March 7, 2005
Thematic Subject Area I: The Causes and Underlying Factors of Terrorism
Working Group 3
March 8th, the International summit on Democracy and terrorism will host an eleven member working group which will investigate how economic factors sustain or inhibit the rise of terrorist movements. This group will try to untangle the sometimes confusing relationship between economic factors and political violence. Topics to be addressed are the following:
- The role that economic and social factors play in the rise of terrorism, and their relationship to other: political, cultural and religious explanations.
- Has globalisation has effected the rise of terrorist movements?
- The function of diaspora communities, which often help to organise, finance and sustain terrorism campaigns.
- How can economic and social policies be targeted to address some of the underlying factors of terrorism?
Working group members will include:
Working Group Coordinator:
- Ted Robert Gurr (USA), distinguished university professor at the University of Maryland.
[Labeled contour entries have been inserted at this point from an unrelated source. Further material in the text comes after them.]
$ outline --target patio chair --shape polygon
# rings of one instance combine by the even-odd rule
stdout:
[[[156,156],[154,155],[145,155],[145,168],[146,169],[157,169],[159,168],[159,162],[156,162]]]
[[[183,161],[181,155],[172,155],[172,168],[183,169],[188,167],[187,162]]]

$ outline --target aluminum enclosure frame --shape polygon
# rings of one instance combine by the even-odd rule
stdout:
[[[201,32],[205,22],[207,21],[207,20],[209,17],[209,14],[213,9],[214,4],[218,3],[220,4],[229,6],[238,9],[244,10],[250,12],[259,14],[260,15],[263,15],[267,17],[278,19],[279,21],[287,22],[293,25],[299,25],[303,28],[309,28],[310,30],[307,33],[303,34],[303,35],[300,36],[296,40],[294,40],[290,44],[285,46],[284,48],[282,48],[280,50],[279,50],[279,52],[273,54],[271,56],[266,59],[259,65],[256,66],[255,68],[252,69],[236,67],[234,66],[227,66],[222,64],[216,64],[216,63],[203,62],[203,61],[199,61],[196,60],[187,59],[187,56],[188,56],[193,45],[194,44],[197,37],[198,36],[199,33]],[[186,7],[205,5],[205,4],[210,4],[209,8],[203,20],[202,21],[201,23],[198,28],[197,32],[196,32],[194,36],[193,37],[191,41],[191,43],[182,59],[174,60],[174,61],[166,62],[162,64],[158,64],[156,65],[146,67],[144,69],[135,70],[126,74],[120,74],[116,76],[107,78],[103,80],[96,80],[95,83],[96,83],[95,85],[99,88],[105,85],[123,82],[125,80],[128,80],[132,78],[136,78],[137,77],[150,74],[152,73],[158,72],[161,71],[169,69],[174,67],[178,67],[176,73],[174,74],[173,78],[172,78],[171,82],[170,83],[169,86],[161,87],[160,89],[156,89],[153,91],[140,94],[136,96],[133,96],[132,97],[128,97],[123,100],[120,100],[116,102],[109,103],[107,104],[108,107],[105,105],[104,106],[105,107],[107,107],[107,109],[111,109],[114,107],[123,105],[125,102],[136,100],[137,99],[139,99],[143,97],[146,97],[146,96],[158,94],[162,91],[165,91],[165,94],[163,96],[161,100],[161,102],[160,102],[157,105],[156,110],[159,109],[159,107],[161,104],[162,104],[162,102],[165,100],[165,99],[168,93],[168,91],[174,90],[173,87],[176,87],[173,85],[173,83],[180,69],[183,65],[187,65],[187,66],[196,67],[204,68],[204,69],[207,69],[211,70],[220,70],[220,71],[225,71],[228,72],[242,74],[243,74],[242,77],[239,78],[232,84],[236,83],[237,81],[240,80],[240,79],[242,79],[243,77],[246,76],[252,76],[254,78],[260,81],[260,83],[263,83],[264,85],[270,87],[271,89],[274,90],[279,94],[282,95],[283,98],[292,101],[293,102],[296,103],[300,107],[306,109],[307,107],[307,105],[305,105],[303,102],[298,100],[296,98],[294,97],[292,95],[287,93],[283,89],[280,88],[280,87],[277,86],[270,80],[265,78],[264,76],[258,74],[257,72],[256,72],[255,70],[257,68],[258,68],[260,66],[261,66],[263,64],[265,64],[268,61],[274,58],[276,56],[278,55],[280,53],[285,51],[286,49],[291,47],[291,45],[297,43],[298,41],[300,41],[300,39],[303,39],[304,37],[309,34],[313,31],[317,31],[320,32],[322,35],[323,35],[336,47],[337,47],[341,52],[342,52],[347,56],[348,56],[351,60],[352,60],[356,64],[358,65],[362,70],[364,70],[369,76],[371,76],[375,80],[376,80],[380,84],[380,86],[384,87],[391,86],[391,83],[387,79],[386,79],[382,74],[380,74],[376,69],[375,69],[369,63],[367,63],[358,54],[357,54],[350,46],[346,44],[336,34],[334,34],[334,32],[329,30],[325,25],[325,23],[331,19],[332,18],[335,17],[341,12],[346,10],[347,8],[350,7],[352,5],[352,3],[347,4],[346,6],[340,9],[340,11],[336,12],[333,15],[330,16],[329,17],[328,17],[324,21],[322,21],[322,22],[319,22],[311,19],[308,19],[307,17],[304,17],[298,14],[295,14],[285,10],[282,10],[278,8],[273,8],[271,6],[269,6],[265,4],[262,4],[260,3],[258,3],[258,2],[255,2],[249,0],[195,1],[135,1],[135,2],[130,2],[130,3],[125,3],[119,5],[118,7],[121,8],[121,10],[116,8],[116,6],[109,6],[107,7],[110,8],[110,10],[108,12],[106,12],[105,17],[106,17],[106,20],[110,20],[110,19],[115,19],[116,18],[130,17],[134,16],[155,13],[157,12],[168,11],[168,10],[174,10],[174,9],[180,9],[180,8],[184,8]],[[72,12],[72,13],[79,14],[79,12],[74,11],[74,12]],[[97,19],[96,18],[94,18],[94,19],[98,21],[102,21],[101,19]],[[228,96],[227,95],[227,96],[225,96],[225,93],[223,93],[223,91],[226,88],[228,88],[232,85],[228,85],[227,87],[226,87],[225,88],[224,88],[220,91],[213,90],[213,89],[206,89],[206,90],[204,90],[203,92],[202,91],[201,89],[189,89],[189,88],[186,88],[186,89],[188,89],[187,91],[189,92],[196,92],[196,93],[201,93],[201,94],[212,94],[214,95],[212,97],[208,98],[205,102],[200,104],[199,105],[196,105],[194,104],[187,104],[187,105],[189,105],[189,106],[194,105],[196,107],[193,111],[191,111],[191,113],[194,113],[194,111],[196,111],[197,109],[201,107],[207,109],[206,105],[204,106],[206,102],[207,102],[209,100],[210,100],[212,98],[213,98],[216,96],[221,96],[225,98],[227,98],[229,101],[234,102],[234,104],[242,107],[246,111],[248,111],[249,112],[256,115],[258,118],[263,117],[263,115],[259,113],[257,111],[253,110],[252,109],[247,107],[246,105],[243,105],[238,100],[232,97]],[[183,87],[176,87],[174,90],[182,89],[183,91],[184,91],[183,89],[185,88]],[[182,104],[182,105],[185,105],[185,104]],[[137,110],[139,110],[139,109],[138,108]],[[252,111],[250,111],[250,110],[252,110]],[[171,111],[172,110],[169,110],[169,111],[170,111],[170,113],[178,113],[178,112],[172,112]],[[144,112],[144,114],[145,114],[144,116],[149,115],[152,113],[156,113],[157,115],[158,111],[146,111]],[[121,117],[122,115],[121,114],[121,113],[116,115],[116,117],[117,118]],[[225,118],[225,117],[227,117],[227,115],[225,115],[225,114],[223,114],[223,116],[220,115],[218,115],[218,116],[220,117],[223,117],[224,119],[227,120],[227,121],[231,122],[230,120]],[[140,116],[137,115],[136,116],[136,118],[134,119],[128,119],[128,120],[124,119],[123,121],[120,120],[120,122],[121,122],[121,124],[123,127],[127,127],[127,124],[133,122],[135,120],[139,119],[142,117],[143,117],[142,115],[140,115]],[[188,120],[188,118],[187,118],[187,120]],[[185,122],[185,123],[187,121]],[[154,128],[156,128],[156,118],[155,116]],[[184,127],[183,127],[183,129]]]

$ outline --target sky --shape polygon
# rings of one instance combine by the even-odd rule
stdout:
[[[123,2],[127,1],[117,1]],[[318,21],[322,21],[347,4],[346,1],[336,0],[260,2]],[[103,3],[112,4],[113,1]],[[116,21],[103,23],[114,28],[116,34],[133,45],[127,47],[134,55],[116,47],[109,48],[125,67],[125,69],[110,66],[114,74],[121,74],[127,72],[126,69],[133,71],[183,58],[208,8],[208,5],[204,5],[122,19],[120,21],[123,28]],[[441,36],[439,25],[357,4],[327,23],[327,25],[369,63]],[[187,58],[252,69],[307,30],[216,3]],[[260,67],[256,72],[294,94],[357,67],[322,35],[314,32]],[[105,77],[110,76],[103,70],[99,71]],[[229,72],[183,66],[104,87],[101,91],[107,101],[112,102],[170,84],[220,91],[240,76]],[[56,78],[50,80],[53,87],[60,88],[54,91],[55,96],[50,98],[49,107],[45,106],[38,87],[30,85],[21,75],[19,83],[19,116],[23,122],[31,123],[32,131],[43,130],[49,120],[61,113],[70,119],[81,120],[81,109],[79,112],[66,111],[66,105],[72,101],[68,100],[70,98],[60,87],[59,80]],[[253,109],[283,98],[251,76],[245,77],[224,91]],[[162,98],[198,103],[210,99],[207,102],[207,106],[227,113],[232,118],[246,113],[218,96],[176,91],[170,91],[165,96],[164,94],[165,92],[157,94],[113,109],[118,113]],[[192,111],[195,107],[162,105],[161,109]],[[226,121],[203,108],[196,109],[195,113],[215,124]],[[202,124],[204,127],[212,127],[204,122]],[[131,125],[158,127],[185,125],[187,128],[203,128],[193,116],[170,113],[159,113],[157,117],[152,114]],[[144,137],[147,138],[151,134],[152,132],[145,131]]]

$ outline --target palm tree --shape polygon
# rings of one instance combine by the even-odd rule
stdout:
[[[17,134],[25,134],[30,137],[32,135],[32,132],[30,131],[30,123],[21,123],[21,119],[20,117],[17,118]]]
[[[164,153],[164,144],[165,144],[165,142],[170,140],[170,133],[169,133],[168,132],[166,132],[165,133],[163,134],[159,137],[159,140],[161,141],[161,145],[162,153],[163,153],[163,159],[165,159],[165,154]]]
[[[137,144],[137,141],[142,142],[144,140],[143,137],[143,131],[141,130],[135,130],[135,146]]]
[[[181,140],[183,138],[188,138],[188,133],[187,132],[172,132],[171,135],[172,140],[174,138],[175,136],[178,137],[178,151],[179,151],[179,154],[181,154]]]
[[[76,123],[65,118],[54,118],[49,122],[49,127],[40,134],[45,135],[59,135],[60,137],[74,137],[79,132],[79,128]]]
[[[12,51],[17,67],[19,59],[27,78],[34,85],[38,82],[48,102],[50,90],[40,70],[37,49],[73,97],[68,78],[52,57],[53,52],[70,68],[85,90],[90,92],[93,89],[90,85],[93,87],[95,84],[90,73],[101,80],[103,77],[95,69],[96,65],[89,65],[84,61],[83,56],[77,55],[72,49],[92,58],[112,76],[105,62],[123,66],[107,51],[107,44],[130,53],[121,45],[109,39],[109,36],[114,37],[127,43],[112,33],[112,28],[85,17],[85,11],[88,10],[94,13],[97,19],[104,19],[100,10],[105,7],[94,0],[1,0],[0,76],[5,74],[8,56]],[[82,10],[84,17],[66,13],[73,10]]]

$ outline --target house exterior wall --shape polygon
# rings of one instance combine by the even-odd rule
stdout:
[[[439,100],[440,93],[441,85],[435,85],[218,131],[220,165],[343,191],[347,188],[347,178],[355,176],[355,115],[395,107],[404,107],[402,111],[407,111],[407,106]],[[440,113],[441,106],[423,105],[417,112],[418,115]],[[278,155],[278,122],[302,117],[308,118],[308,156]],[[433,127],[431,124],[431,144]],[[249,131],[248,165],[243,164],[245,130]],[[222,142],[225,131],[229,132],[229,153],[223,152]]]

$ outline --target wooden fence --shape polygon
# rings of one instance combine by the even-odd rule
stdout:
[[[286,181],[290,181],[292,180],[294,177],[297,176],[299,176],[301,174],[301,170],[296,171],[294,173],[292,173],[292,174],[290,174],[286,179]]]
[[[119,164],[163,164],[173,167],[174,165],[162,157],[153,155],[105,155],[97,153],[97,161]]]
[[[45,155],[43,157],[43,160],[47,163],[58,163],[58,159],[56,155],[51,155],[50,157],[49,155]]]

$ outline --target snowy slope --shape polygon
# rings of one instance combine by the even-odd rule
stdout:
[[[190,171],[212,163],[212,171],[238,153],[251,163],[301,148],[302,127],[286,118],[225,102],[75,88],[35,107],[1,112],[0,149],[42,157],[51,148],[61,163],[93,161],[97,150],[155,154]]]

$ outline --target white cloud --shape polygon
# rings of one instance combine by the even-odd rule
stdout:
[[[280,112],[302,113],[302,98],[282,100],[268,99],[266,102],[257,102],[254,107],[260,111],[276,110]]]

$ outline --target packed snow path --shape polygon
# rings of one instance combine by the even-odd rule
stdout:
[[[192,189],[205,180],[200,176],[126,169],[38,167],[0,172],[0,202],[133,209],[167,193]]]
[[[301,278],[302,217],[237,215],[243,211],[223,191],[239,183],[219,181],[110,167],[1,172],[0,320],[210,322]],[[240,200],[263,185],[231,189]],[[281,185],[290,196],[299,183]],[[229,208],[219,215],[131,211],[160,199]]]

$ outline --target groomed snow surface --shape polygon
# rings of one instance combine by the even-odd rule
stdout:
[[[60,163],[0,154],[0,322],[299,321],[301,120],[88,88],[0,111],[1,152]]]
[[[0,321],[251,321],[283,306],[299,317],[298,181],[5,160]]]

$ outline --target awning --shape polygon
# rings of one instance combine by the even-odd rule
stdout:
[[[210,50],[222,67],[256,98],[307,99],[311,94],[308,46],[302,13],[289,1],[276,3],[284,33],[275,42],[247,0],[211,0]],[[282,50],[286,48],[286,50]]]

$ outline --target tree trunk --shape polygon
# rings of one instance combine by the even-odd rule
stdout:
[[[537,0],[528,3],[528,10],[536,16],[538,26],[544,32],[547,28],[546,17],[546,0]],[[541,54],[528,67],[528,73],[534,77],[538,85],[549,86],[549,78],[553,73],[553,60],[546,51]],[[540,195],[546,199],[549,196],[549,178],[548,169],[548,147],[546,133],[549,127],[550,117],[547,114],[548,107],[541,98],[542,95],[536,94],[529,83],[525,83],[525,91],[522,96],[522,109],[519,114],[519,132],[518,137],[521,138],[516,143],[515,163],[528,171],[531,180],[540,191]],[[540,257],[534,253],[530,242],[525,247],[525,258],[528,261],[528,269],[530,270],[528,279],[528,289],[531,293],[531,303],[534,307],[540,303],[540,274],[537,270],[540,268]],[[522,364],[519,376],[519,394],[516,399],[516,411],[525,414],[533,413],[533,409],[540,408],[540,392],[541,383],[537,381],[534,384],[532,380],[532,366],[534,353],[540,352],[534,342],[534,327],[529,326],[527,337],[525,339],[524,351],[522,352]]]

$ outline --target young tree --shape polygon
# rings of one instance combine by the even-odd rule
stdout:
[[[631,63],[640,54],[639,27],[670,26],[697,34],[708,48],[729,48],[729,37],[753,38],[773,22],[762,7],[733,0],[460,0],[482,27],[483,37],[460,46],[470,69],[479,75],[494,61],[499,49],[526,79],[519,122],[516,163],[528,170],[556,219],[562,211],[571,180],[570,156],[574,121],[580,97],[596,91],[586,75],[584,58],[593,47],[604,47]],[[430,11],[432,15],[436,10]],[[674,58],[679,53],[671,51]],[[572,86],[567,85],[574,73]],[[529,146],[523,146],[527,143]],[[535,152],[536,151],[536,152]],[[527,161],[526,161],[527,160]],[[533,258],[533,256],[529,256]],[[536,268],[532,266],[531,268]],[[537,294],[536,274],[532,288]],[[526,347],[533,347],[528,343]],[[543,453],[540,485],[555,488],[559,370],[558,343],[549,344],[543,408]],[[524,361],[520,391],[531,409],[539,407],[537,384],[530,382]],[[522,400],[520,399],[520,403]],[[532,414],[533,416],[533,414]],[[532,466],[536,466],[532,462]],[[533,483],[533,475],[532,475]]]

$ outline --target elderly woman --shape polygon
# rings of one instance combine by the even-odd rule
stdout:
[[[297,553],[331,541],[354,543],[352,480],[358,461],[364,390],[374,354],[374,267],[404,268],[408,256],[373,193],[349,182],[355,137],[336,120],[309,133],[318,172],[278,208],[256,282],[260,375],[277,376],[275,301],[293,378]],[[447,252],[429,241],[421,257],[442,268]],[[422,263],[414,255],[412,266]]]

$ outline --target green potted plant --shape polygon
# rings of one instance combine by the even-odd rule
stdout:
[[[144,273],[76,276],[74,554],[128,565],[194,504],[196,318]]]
Founder of the Polity project, tracking democratization worldwide, and the Minorities at Risk project, monitoring 300 communal groups in conflict. Books include Why Men Rebel (Princeton Press, 1970).
- Jose Antonio Alonso (Spain), professor of Applied Economics at the Complutense University of Madrid. Director of the Department of Development and Cooperation. Advises the Spanish government on issues related to development assistance and international trade.
- Tore Bjorgo (Norway), Professor at the Norwegian Police University College. Also, a senior research fellow at the Norwegian Institute of International Affairs (NUPI), he heads a research group on terrorism and international crime. Author of Root Causes of Terrorism (Routledge 2005).
- Sue Eckert (USA), senior fellow at Brown University. Current interests include terrorist financing, targeted sanctions, and critical infrastructure. Former US Assistant Secretary of Commerce for Export Administration.
- David Gold (USA), professor of international relations at the New School University, New York. Fifteen years at the United Nations, most of which at the Department of Economic and Social Affairs. Interests include economic impacts of military spending and foreign direct investment.
- Atanas Gotchev (Bulgaria), associate professor of international relations at the University of National and World Economy, Sofia. Former Director of the UNDP-sponsored Bulgarian Early Warning System. Main research interests include risk assessment and conflict prevention.
- Jeroen Gunning (UK), lecturer in international politics at the University of Wales, Aberystwyth. Main research interests are political Islam and critical approaches to terrorism. Author of Hamas in Transition (Cambridge, 2005).
- Lyubov Grigorova Mincheva (Bulgaria), professor of international relations at the University of Sofia. Author of six edited volumes, she is an expert in East European processes of democratization and ethnic conflict. Author of Local Conflicts, Regional Wars (Berghan 2005).
- Joshua Sinai (USA), manager of the Social, Behavioral and Economics Studies of Terrorism Project at the U.S. Department for Homeland Security. Work focuses on root causes of terrorism. Author of How to Forecast Terrorism (Carnegie Endowment 2002).
- Gabriel Sheffer (Israel), professor of political science at The Hebrew University of Jerusalem. Has published many books and article on ethno-national diasporas in general and on diasporas and security in particular including Diaspora Politics at Home Abroad (Cambridge Press 2003).
- Michael Stohl (USA), professor of communication at the University of California at Santa Barbara. Currently works on a project dealing with the networks of terrorism. Author of, among others, The Politics of Terrorism (Marcel Dekker 1979).
- Ekkart Zimmermann (Germany), professor of sociology at the Dresden University of Technology. Published widely in the field of conflict research. Currently completes work on a book on Development, Change and Globalisation.